Well. I’ve decided I really hate this job. The place is so disorganized, with so many newly hired people–it’s like the blind leading the blind in my department. The work is piling up on my desk and in my inbox and half of the stuff– I don’t even know what to do with it!
I may or may not finish out the week. I will see how my Wednesday goes. Everything depends on my mood. Fuck.
I wish I were more like I used to be. I used to be so committed. I used to have something to prove to myself and to others.
Now, I seem to care so much about whether I am comfortable. Whether the job is a good fit. Since when did that ever matter before?
Since I started working for myself.
I am realizing that I can’t simply turn back the clock. I have this job now, similar to what I was doing before and all the benefits I had before, albeit for a little less pay.
The missing element is that gung-ho attitude.
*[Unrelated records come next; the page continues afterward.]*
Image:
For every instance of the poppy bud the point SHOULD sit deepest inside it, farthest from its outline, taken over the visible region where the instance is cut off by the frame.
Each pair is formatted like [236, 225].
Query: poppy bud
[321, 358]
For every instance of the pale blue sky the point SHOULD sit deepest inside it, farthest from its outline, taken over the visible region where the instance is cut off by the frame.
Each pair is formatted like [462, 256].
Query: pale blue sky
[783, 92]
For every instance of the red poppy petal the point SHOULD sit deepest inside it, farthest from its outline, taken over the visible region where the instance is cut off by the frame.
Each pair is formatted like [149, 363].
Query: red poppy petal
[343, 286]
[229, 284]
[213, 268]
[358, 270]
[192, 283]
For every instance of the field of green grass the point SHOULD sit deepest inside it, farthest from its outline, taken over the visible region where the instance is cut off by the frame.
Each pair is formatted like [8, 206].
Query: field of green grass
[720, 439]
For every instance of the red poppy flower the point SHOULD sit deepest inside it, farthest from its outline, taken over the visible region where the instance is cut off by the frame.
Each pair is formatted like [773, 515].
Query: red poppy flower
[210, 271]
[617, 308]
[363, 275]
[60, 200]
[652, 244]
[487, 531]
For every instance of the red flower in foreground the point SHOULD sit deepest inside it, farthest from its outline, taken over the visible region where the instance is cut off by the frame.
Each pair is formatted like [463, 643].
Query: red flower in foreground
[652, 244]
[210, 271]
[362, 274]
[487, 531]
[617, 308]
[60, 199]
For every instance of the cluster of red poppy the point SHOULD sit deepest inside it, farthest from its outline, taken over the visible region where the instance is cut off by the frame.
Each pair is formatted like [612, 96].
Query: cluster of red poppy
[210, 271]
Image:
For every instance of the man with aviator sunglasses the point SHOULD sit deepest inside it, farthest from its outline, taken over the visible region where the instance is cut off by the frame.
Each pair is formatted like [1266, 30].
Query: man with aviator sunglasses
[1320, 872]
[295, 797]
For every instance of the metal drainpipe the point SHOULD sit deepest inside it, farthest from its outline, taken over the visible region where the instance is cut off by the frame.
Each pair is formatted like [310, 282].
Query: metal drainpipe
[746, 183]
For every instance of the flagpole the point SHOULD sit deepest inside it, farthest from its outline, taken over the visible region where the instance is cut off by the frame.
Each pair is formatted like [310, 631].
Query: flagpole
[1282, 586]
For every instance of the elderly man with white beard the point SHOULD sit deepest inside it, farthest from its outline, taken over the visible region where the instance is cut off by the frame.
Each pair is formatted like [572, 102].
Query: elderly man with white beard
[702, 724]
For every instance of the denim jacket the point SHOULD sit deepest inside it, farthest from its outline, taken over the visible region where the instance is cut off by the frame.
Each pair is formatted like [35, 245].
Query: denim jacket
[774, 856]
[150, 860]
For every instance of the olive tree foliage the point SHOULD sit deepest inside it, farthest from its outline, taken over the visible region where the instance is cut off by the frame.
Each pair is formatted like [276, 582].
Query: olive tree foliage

That can-do, go-to girl that has simply left me. There are other jobs out there and I know it. I had health insurance for nine years and we never even used it.
I just can’t seem to get it up for the game. The facade doesn’t shield my identity anymore. It’s just a cheap, plastic mask.
The job I held before in this field I did for ten years and I never even liked the job. In fact I would spend the weekends bitching about the job. What the fuck am I doing back in this field? Some kind of self-punishment? Am I doing penance for being “bad” girl? For squandering my free time–allowing myself to become the devil’s plaything?
Or am I way too hard on myself?
I am feeling lost at the moment. I know I will figure this out by the weekend, but in the moment I am at loose ends. Fuck.